Most of the time, I love my job. I love getting to help parents and it's rewarding when I can hear hope returning in their voices. One of the reasons why I continue to work with Emerging Minds is because their priority is in helping families, not in profit or business models. The doctors and staff there genuinely care.
Which is why it gets frustrating when I deal with the tiny minority of people who accuse us of trying to profit off families' misery or other misdeeds. Yesterday, I dealt with a client who was upset that another government agency had lost paperwork which we had sent to them. The client was frustrated and upset and claimed we had charged for the paperwork and then not done it, that was the only explanation for why the paperwork hadn't gone through.
I believe I handled it well, promising to look into what happened, but I found it interesting that the default explanation was "conspiracy" rather than "mistake". Paperwork does get lost or misfiled and we deal with a number of agencies which have huge backlogs for receiving and filing the paperwork we send them.
I found myself wanting to ask the client if this approach was a helpful one. Did they get results from other groups through accusations? I've always found I get more assistance by using a "we're all on the same side here" approach. But lifecoaching is not part of my job description, and so I kept my mouth shut and tried not to take it all personally.

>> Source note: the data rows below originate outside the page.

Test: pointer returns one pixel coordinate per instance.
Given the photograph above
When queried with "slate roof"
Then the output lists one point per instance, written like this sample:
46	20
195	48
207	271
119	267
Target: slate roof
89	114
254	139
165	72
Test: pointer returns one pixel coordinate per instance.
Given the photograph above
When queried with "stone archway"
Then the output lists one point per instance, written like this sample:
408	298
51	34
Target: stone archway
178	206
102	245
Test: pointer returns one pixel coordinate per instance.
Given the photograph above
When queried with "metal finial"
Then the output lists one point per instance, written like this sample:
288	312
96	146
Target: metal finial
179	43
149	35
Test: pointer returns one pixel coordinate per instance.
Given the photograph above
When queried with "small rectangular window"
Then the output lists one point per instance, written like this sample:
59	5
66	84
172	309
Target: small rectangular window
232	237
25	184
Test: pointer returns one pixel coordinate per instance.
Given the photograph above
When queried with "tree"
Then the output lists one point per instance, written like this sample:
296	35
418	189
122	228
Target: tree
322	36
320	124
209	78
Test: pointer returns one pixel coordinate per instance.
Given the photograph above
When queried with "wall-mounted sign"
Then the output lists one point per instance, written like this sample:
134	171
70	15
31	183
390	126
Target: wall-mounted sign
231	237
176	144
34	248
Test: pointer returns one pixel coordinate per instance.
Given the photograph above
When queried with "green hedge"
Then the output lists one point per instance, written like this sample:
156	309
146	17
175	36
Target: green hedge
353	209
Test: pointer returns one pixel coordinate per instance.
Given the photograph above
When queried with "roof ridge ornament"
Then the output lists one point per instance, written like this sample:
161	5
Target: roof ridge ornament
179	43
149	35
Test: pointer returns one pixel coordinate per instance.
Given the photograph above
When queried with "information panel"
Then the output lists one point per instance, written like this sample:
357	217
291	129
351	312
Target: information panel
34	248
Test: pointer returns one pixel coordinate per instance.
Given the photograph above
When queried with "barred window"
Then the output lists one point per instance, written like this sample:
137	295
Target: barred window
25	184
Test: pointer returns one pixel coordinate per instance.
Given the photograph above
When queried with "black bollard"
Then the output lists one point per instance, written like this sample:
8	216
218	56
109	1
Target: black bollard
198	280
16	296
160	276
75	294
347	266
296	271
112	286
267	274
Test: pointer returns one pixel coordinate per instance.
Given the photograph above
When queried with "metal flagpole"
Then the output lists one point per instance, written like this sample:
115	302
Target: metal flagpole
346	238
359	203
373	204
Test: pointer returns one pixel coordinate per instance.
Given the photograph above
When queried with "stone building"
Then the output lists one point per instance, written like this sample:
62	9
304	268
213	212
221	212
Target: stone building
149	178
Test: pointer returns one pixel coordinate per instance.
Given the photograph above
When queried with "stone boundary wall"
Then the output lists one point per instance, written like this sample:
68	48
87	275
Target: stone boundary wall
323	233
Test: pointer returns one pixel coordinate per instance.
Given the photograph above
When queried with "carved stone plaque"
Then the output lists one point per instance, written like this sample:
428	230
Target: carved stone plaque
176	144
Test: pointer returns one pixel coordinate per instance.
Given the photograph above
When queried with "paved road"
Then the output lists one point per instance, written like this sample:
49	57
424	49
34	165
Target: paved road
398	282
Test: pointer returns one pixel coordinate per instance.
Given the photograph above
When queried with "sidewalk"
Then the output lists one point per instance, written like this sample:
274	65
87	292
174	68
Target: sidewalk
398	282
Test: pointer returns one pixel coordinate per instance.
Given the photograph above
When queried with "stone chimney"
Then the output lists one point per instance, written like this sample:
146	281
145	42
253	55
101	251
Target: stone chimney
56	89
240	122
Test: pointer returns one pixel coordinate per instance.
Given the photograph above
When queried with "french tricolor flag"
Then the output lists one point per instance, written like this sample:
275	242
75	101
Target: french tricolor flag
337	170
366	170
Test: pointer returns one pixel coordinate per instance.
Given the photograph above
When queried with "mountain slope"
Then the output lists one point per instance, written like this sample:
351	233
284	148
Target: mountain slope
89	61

I'm always suspicious when I hear about "heartless" corporations. I get that bureaucracy is frustrating and some of it (cough, insurance, cough) is designed to minimize payouts. But most of the time, I don't see deliberate incompetence or fraud. I see people who make mistakes dealing with a system which also makes mistakes. We're not all powerful, able to manipulate circumstances to attack those we deem unfit. We're not infallible, omnipotent beings.
And if we were, we'd have better things to do with our awesome powers than passive-aggressively mess up paperwork.